Write it down! (When talent becomes a hurdle)

November 2, 2010

I met with an older student this evening, who’s story is classic. He excelled in math effortlessly; everything was obvious. This until he hit college level abstract algebra, and then… failure.

This is a ridiculously common story among students with natural talent for math. There’s a bravado in not writing things down, not needing to work out the details aloud. You know because you’re smart, not because you had to work for it. And then one day, you hit some mathematical ideas that are too hard and too deep to “get.” Time to learn how to work.

What’s the solution? Step 1: write it down! Putting ideas on paper is a way to turn an intractable ten step problem into ten easy one step problems, and you can’t do it unless you write. You need to start before you know what the end is, and allow yourself to make mistakes that will become steps towards the end.

I heard Malcolm Gladwell speak about this tussle between genius and sweat on Radiolab recently.

 

His conclusion? Love is the critical factor (Robert Krulwich tries to ask how critical, but doesn’t get too far). Malcolm Gladwell, we here at Math for Love agree. Love is a necessary (but not sufficient) condition to brilliance.

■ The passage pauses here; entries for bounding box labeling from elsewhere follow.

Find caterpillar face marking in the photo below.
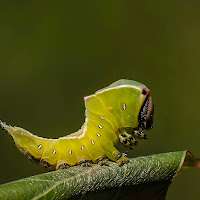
[52,149,56,155]
[122,103,126,110]
[97,133,101,137]
[91,140,94,145]
[98,125,103,128]
[0,79,154,170]
[100,115,104,119]
[69,150,72,155]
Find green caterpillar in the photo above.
[0,79,154,170]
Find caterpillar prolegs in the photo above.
[0,79,154,170]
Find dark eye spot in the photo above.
[142,89,147,95]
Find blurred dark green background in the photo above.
[0,0,200,200]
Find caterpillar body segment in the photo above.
[0,80,154,170]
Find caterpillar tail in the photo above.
[0,120,56,170]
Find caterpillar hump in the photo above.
[0,79,154,170]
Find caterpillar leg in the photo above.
[132,130,148,140]
[97,158,110,166]
[79,160,92,167]
[117,153,130,167]
[56,163,71,170]
[119,130,138,149]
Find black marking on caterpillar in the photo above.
[0,79,154,170]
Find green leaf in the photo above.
[0,151,200,200]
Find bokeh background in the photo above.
[0,0,200,200]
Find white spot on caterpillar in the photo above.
[98,125,103,128]
[52,149,56,155]
[100,115,104,119]
[91,140,94,144]
[122,103,126,110]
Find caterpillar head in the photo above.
[138,88,154,130]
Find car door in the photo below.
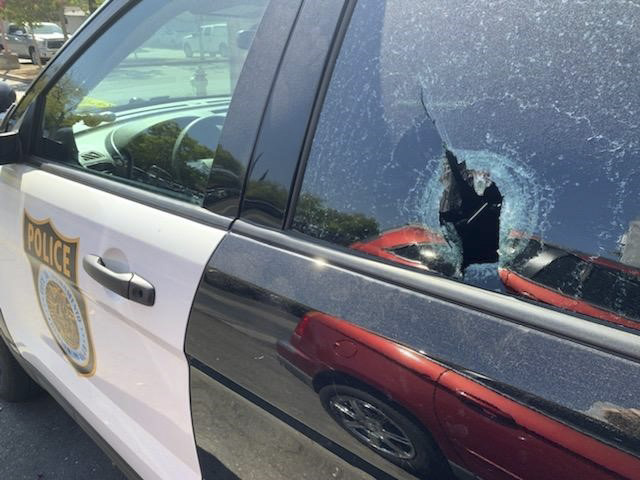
[7,25,29,56]
[0,0,284,479]
[186,0,640,480]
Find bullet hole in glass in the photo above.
[440,149,503,271]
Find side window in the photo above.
[40,0,268,204]
[291,0,640,329]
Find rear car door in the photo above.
[186,0,640,480]
[0,0,297,479]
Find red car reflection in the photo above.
[351,226,640,329]
[499,238,640,329]
[278,313,640,480]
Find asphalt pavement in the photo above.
[0,394,124,480]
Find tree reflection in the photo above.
[294,193,379,246]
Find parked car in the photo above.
[500,238,640,329]
[182,23,229,58]
[7,22,65,64]
[0,0,640,480]
[278,312,638,480]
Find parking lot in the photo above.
[0,394,124,480]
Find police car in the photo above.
[0,0,640,480]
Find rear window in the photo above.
[292,0,640,328]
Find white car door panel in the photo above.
[0,166,224,479]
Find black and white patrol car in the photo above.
[0,0,640,480]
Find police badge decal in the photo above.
[23,210,95,376]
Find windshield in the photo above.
[67,2,263,111]
[33,23,62,35]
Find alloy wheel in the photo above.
[329,395,416,460]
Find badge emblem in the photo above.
[23,211,95,375]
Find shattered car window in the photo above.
[293,0,640,330]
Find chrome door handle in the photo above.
[82,255,156,307]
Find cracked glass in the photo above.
[292,0,640,332]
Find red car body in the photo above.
[351,225,640,329]
[278,312,640,480]
[499,244,640,329]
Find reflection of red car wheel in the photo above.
[319,384,451,479]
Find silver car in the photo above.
[7,22,65,64]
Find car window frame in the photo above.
[231,0,640,362]
[4,0,302,230]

Why are people so hostile to the notion that what genius is is an extraordinary love for a particular thing?

–Malcolm Gladwell, about 8′ in above


Speaking of sweating through big projects, my girlfriend and I signed up to participate in NaNoWriMo, which means that we’ll each be writing novels this November. I actually plan to be a NaNoWriMo rebel (there’s a forum for us) and write math related nonfiction (or fiction), but at the end of day one, I’ve got a weird fairy tale-ish thing that I can’t really control. Is it good? Will I end up with a real novel?

Who cares. The goal here is to write it down. In novel writing as in mathematics, there’s a time to just put pen to paper and see what you can build. You have to make something ugly before you make something beautiful. Be proud of the ugly, I say.

So today I wrote 2074 words, which puts me ahead of schedule for 50,000 by the end of the month. Will I make it? Not sure. But damned if I won’t try to put quantity ahead–way ahead–of quality for a while.